In the tradition of election hyperbole, with this election goes the future of America.
We suspect that both candidates, as is typical, will adequately address only a handful of the issues on which they campaign. Yet we are approaching a time when circumstances will force the next president, whoever he is, to act.
As an editorial board that had plenty of John McCain supporters, a Naderite and a few people who were fed up with both candidates, we decided that the next president of the United States should be Barack Obama.
Obama is one of the least experienced candidates to recently run for president. He has a tendency to exaggerate his legislative accomplishments and has little record of standing up to his own party.
Still, Obama managed a campaign that beat out, in the form of Hillary Clinton, one of the biggest front-runners in history, and he has surrounded himself with some very smart (and non-ideological) foreign policy and economic advisors.
Barack Obama talks a lot about change. In some areas we certainly deserve nothing less.
President Bushs style of leadership has been consistently ineffectual, leading to inaction or delayed action on a number of issues, ranging from social security and immigration reform to dealing with the financial crisis.
Instead of having an open discussion about the scope of government in a time of terrorism, the Bush administration engaged in tactics that would be considered torture by anyone besides Dick Cheney.
On foreign policy Obama offers a more pragmatic approach towards negotiating with Iran and disengaging from Iraq.
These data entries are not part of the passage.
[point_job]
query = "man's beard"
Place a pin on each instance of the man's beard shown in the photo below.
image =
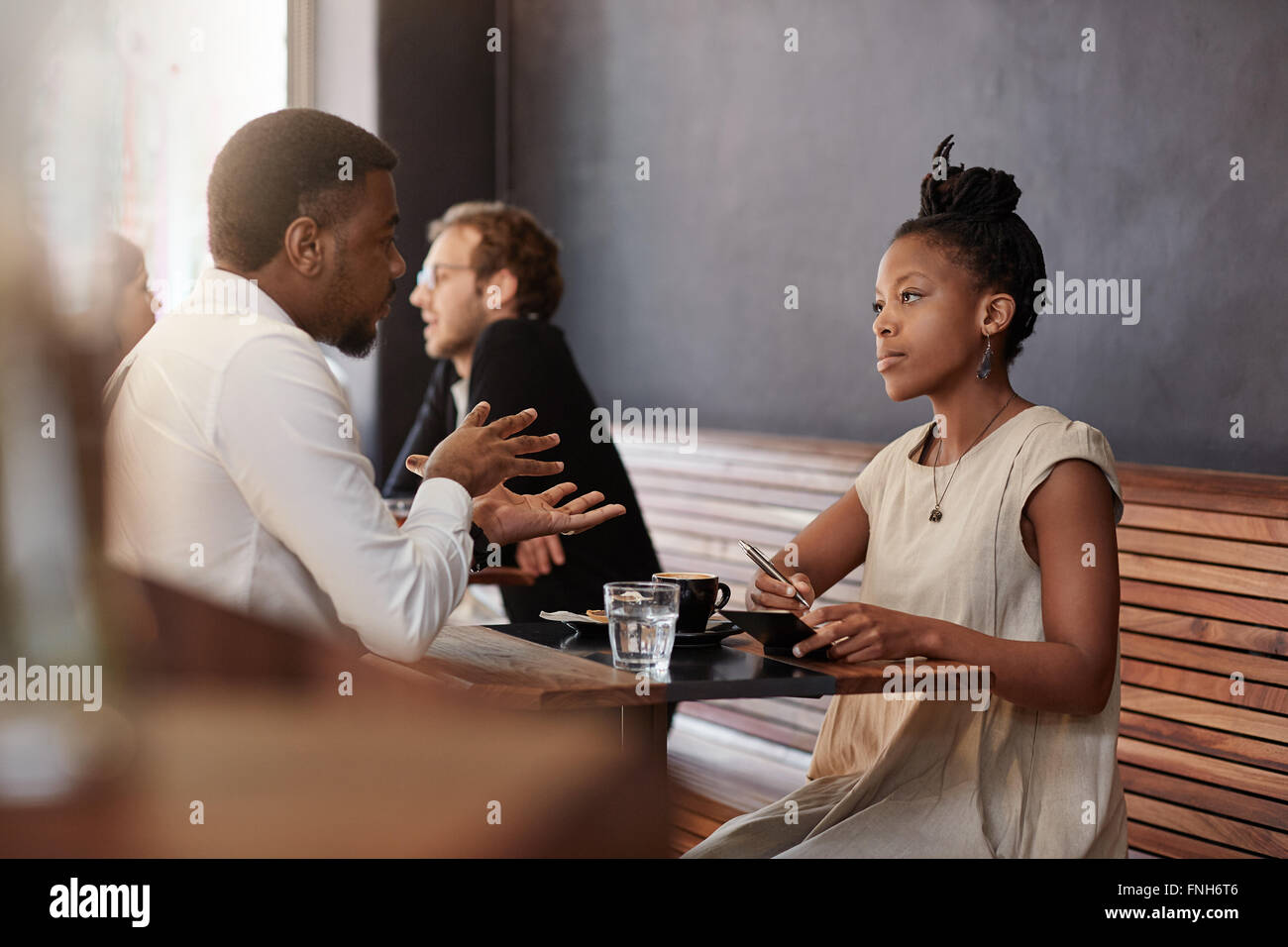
(348, 329)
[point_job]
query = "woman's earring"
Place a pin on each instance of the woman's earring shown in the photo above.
(987, 361)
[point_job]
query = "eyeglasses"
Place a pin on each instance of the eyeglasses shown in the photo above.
(428, 275)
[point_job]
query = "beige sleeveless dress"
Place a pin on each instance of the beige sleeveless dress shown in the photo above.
(935, 779)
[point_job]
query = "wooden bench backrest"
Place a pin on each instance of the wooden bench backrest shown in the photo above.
(1203, 560)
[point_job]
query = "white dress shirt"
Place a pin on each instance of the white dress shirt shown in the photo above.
(233, 471)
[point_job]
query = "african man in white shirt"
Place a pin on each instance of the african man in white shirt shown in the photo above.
(233, 470)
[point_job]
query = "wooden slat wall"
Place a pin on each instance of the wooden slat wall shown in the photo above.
(1203, 558)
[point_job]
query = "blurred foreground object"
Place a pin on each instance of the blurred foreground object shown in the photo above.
(253, 723)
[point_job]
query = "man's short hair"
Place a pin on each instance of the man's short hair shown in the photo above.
(281, 166)
(511, 239)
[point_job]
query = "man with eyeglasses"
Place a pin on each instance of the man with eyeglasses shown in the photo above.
(487, 292)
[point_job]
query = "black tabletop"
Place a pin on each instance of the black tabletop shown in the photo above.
(696, 674)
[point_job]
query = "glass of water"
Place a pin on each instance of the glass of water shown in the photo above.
(642, 624)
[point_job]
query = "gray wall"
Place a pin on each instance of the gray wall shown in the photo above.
(346, 85)
(773, 167)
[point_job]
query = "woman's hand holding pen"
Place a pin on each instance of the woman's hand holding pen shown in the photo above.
(768, 592)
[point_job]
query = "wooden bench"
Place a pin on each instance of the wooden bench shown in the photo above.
(1203, 560)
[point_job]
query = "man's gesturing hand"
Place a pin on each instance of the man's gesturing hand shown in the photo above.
(507, 517)
(480, 455)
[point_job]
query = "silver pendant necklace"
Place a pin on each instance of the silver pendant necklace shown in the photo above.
(936, 514)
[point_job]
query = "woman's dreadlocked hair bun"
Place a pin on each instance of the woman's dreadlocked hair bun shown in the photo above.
(970, 213)
(983, 193)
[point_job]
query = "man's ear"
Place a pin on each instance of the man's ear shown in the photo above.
(498, 290)
(303, 245)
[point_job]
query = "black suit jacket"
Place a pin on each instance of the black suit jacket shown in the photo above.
(523, 364)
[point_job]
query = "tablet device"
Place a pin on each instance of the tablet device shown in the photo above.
(777, 631)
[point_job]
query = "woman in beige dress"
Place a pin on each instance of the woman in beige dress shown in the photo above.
(987, 538)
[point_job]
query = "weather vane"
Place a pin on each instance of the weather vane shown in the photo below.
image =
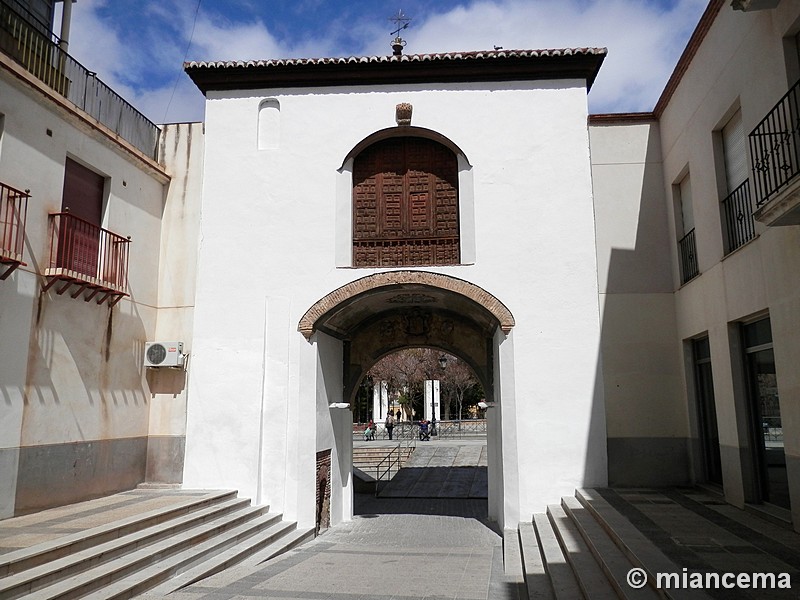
(402, 22)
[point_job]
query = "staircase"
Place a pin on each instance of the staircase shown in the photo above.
(367, 458)
(584, 548)
(161, 550)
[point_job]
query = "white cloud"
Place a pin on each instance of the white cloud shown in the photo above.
(644, 40)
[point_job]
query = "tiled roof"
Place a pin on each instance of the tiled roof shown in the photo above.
(441, 56)
(447, 67)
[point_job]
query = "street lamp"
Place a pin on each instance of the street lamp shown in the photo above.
(442, 366)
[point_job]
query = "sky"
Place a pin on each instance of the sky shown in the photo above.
(138, 46)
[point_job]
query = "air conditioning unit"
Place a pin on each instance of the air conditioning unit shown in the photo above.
(163, 354)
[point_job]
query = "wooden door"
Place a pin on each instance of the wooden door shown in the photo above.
(79, 235)
(405, 204)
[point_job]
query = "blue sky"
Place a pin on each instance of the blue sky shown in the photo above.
(138, 46)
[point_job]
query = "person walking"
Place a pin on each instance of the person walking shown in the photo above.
(389, 424)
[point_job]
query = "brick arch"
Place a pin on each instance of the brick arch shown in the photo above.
(490, 303)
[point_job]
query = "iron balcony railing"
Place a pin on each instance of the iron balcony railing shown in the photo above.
(775, 147)
(87, 254)
(688, 254)
(13, 214)
(405, 252)
(739, 221)
(41, 56)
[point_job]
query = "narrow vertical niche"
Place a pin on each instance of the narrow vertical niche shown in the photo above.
(269, 124)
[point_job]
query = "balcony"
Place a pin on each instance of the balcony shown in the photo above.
(90, 258)
(775, 150)
(21, 38)
(405, 252)
(739, 223)
(688, 255)
(13, 212)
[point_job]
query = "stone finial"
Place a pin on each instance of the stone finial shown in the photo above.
(402, 114)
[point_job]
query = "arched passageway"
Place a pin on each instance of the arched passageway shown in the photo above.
(377, 315)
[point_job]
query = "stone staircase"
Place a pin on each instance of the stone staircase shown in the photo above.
(161, 550)
(584, 548)
(367, 458)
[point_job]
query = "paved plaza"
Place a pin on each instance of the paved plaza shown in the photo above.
(386, 556)
(434, 541)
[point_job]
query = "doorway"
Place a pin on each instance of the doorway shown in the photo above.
(765, 414)
(707, 411)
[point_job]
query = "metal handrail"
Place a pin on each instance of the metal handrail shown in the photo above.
(412, 443)
(775, 147)
(739, 219)
(13, 216)
(44, 59)
(88, 252)
(688, 255)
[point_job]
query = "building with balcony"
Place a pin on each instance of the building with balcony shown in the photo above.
(87, 237)
(702, 189)
(623, 285)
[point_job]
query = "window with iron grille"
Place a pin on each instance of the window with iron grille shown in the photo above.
(687, 249)
(405, 204)
(737, 205)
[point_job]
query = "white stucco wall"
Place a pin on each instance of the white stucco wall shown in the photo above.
(269, 230)
(647, 422)
(742, 64)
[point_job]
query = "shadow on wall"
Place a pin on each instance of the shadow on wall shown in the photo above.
(85, 411)
(640, 370)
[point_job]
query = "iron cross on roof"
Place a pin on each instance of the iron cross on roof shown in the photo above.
(401, 21)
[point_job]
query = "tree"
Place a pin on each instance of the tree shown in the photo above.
(459, 378)
(406, 371)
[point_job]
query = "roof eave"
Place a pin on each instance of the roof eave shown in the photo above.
(248, 76)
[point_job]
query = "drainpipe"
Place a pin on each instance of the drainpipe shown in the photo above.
(66, 18)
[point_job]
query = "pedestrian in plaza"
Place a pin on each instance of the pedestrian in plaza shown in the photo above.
(389, 424)
(424, 434)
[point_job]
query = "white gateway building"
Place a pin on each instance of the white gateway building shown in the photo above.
(623, 286)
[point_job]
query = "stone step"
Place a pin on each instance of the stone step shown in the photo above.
(634, 544)
(590, 577)
(39, 576)
(533, 569)
(275, 540)
(562, 578)
(293, 539)
(152, 564)
(191, 558)
(614, 563)
(26, 558)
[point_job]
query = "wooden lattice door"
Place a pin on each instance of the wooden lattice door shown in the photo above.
(405, 204)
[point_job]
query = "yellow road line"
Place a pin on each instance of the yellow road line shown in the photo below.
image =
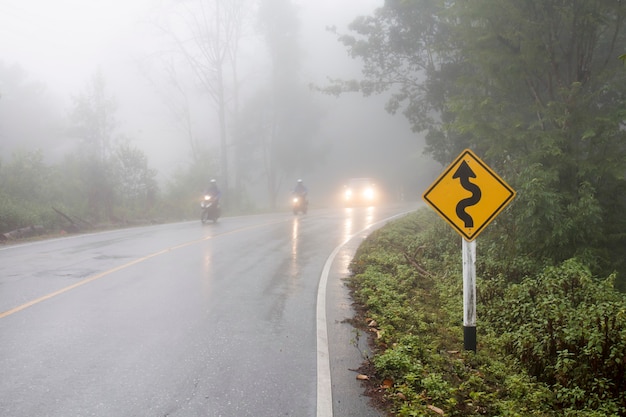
(120, 267)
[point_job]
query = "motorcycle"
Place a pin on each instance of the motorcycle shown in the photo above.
(299, 203)
(210, 209)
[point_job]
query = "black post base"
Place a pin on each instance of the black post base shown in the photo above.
(469, 338)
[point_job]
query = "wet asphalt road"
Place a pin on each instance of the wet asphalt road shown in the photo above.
(185, 320)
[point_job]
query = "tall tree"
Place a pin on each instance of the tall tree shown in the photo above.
(535, 87)
(286, 114)
(93, 123)
(207, 34)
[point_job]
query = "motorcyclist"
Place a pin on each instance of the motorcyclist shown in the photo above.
(213, 190)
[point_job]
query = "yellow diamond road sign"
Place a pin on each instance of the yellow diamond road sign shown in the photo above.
(468, 195)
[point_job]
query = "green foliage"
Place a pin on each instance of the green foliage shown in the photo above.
(551, 344)
(535, 89)
(569, 331)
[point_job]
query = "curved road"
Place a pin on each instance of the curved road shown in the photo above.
(239, 318)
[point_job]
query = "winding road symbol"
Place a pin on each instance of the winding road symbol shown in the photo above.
(468, 195)
(464, 173)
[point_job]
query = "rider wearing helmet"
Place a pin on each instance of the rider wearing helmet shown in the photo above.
(213, 190)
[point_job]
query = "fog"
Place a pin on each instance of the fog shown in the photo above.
(62, 44)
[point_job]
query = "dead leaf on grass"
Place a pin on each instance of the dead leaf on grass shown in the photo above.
(435, 409)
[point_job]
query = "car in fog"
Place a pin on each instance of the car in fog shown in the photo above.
(360, 192)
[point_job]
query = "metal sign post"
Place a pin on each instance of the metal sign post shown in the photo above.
(469, 195)
(469, 295)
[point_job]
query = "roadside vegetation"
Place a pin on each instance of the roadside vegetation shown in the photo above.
(551, 337)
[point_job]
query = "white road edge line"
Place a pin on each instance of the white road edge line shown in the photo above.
(324, 383)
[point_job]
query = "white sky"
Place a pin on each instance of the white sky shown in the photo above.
(63, 43)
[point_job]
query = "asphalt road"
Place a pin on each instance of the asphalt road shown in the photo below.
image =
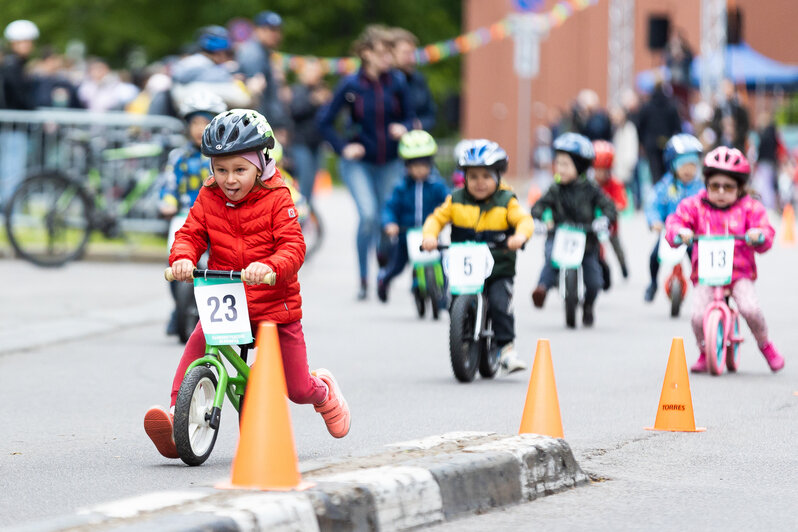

McCain denounces talking to Iran but will engage with an aggressive Russia. He accuses Obama of surrendering in Iraq when the Iraqis government we installed is negotiating our exit. Such contradictions reek of the politicization that imperiled the war on terror.
Obama is least impressive when it comes to the economy. His tendency to bash free trade is concerning, if not downright regressive.
He has supported farm subsidies, puts much of the blame of high gas prices on oil companies and speculators, and backed a bill removing secret ballots in decisions to unionize. He spends a lot of time pandering to the interest groups of the 20th century at a time when he claims we need a new perspective.
Fortunately for Obama -- but unfortunately for us -- McCain has supported some ridiculous proposals in the form of his gas-tax holiday and his recent plan to buy bad mortgages.
McCain incorrectly claims that Bushs tax cuts paid for themselves. Many economists predict that McCains tax cuts will drastically increase national debt.
On the financial crisis, both Obama and McCain tend to resort to old talking points instead of offering real solutions. Given that this crisis could offer the next president a mandate to redraw the line between the state and the private sector, the vagueness of the candidates has been concerning.
Both candidates are better than their 2004 counterparts, yet both have caved on a number of issues to keep their campaigns running.
McCain, in his choice of Sarah Palin as his vice-presidential candidate and his decision to mount a more negative, populist campaign instead of spirited defense of the market policies he and his party supposedly embody, has caved more.
If the McCain from 2000 was running now, this election would present a difficult choice. TBut the fall of McCain and the implosion of the Republican Party make it a much easier one.